C’est par le truchement de mes amitiés bien ancrées que je peux revivre cette époque avec une certaine clarté. En effet, fidèle que je suis tant en amour qu’en amitié, je revois, ceci après une quinzaine d’années, les mêmes ahuris de mes années lycée ! Ah, les mecs, comme le temps a passé, et bordel qu’on était de vrais abrutis ! Mais tout de même, on rit des vacheries faites aux professeurs, des soirées organisées sur le vif pour « se faire des souvenirs », ou encore des premières balades en bagnoles dans la ville qui s’endort à des heures indues. J’étais jeune, j’étais con, mais que c’est bon la connerie quand on a envie de s’évader et de fuir le métronome de l’existence ! Et puis, c’est un bon prétexte pour revoir ses potes, boire un verre, se lancer dans des débats sans fin sur X qui était une crapule, sur Y qui était mignonne et que personne n’a jamais pu embrasser, ou encore sur Z qui était un professeur particulièrement retors. La mémoire…

Je ne sais pas vraiment où sont passées ces années. Je les crois mêlées à celles qui suivirent, pas toutes glorieuses ou agréables, mais, malgré tout, je leur offre la pitié d’un adulte cynique et un rien ironique concernant ces expériences de gamin se cherchant une raison d’être. Est-ce glorieux d’avoir tâté de l’alcool, des fêtes enfumées ? Est-ce malin d’avoir choisi le rade d’en face avec son flipper et son kawa à trois francs ? Est-ce judicieux d’avoir traîné nos guêtres sur les bords de la Marne au lieu d’étudier ? L’assiduité, c’était quoi : payer son verre ou bien suivre le cours sans sécher des journées entières ? A croire que nous venions au lycée que pour nous voir, et non pour apprendre quoi que ce soit de constructif. A bien y réfléchir, c’est tout de même de cette manière qu’on s’est tous forgés des règles de vie : tu n’entuberas pas tes potes, celui qui a payé sera alors remercié par la tournée suivante, celui qui te respecte doit l’être en retour, et puis… Vivre, c’est le faire en communauté.

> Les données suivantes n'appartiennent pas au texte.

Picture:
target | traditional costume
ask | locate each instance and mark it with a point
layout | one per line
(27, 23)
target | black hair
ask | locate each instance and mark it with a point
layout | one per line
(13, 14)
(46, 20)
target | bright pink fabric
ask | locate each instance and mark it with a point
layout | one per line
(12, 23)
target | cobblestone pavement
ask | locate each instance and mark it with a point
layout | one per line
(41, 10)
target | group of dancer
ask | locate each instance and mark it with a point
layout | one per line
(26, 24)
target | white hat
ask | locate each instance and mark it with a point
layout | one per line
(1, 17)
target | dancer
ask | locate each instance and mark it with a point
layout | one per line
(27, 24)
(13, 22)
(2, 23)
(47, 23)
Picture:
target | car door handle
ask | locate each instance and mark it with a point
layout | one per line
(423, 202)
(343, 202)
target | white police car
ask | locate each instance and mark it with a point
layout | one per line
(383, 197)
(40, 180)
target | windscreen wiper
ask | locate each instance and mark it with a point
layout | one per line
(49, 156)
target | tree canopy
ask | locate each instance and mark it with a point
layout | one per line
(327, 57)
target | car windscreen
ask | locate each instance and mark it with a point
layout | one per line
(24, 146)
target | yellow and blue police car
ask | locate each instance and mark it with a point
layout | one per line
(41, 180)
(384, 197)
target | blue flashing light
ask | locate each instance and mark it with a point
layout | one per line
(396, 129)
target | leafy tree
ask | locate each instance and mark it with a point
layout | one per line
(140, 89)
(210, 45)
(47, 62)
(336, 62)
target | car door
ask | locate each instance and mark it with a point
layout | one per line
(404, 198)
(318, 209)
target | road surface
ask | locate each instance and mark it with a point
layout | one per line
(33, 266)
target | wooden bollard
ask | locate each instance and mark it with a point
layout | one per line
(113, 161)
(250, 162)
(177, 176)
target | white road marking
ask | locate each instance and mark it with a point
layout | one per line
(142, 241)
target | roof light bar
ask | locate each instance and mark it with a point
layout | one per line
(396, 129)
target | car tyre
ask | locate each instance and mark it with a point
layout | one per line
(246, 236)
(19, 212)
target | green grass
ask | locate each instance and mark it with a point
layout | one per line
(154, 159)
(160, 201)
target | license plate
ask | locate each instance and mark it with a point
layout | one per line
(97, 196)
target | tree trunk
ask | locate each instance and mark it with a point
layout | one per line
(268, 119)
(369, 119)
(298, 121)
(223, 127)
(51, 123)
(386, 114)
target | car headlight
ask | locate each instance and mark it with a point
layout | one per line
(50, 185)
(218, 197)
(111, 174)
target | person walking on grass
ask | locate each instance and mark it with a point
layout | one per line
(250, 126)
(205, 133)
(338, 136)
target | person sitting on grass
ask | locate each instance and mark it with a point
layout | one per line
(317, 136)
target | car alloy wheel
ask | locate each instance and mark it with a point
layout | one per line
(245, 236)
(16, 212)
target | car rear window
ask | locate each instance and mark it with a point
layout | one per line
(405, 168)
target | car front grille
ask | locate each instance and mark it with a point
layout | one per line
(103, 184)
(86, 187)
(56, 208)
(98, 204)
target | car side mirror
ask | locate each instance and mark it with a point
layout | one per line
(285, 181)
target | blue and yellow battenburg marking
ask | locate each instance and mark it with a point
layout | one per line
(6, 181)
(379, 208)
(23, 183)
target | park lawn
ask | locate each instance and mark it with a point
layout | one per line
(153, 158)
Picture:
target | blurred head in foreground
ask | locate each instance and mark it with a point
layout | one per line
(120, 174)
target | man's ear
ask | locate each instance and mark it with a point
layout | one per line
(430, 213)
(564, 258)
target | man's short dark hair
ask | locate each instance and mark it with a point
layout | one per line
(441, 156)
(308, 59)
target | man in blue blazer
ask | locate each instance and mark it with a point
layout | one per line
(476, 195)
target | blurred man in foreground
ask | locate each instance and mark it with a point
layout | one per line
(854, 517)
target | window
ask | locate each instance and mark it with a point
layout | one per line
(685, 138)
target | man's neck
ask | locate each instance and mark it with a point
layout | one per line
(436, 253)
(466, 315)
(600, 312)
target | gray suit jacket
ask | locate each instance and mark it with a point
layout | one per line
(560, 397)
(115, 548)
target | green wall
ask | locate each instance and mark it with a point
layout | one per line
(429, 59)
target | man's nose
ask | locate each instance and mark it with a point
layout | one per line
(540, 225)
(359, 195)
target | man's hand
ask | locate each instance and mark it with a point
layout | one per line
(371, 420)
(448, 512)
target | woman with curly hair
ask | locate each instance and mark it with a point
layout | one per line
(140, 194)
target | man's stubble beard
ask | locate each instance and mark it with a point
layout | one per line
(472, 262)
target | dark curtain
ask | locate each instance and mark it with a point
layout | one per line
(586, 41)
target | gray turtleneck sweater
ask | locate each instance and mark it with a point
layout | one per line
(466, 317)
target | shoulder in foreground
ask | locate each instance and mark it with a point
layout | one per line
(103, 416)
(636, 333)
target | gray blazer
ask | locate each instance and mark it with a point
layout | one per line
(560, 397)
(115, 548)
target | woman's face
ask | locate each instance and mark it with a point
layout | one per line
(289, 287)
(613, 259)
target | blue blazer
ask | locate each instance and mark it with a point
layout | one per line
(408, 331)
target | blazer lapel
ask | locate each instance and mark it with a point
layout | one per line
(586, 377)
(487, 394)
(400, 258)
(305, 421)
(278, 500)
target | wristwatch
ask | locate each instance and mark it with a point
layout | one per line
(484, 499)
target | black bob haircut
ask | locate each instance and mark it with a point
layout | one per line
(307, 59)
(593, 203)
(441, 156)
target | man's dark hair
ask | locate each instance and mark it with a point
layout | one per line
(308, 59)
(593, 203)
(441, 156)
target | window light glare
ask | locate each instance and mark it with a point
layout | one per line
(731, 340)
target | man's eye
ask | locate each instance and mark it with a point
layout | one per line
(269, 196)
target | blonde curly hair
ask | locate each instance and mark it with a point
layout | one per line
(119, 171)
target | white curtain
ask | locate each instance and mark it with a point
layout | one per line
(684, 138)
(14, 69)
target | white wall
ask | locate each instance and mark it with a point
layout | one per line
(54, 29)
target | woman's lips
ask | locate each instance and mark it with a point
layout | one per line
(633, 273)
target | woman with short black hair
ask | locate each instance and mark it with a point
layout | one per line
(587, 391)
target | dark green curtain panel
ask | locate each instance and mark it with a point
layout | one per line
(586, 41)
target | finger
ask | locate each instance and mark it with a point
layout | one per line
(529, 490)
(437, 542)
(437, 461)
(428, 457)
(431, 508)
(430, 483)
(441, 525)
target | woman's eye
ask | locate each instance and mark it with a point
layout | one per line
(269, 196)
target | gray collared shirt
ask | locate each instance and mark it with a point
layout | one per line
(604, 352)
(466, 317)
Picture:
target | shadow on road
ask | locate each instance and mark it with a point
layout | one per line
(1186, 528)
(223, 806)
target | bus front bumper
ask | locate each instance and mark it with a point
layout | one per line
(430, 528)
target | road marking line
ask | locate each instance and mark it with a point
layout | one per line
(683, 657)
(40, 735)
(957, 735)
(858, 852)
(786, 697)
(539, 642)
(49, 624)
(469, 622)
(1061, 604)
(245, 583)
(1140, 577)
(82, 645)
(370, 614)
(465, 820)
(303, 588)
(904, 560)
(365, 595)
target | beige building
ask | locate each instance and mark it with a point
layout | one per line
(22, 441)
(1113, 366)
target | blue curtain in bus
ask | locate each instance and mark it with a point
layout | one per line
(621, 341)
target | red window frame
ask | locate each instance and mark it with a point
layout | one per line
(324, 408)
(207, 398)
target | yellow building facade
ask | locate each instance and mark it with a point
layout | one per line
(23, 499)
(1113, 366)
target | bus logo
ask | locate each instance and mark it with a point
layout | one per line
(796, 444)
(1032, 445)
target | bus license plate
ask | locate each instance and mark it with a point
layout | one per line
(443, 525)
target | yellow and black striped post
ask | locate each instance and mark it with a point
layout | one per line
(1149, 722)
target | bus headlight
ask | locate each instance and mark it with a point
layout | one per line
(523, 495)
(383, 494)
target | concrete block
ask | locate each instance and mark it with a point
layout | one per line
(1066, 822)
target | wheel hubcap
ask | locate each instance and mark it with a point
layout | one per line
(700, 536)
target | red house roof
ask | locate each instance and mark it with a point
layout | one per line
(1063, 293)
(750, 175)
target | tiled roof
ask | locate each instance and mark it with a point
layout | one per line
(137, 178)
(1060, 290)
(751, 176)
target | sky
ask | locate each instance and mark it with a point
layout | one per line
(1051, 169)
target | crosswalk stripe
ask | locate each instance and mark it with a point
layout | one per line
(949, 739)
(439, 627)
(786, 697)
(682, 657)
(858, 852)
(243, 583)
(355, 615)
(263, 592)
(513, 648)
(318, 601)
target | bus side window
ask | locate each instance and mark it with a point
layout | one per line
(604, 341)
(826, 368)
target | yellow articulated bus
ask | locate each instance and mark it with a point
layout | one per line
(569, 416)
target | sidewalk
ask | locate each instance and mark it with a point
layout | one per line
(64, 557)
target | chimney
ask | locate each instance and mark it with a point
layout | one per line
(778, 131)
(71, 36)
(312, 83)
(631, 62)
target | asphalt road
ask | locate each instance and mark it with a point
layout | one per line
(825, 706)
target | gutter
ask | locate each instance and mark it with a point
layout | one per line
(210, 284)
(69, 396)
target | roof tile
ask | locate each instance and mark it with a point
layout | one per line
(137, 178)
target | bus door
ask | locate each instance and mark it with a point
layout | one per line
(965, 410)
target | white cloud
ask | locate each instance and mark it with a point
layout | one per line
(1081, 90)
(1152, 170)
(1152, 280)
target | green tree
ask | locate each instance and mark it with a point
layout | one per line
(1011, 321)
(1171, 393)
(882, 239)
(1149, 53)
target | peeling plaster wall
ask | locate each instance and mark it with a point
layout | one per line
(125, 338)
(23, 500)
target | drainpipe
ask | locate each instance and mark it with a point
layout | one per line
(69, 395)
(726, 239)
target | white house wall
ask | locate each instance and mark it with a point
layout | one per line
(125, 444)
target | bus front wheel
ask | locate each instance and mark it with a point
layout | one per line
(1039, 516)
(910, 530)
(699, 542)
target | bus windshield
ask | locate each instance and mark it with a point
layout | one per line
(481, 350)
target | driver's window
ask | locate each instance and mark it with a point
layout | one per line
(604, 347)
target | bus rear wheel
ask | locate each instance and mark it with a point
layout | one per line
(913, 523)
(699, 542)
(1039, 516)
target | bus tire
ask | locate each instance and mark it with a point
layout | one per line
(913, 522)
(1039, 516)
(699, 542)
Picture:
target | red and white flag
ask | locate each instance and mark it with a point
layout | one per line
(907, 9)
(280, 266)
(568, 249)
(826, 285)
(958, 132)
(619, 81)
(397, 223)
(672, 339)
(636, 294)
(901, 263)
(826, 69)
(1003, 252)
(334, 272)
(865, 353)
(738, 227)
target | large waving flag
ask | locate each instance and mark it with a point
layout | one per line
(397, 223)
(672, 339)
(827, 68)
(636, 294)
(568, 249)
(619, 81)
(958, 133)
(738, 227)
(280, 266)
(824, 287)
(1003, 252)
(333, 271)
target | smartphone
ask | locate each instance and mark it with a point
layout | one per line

J’ai perdu nombre d’amis de vue : certains sont loin, les routes se sont orientées ailleurs, certains sont morts, il y en a même qui ont tâté de la cellule en centrale, pourtant tous peuplent mes souvenirs de lycée. J’en garde quelques anecdotes, des conneries dignes de l’exclusion, mais qui firent marrer nos professeurs. Finalement, ils étaient philosophes de nous supporter ainsi, à longueur de journées et d’années, à nous voir nous épanouir, ou au contraire dériver vers le néant et les pires travers de l’humanité. Certains se droguèrent, d’autres finirent même par quitter le lycée sans avoir obtenu quelque diplôme que ce soit, mais nos professeurs firent l’effort de ne pas nous blâmer. La Vie est ainsi faite : on se trompe, on déconne, mais on vit… Et c’est l’essentiel.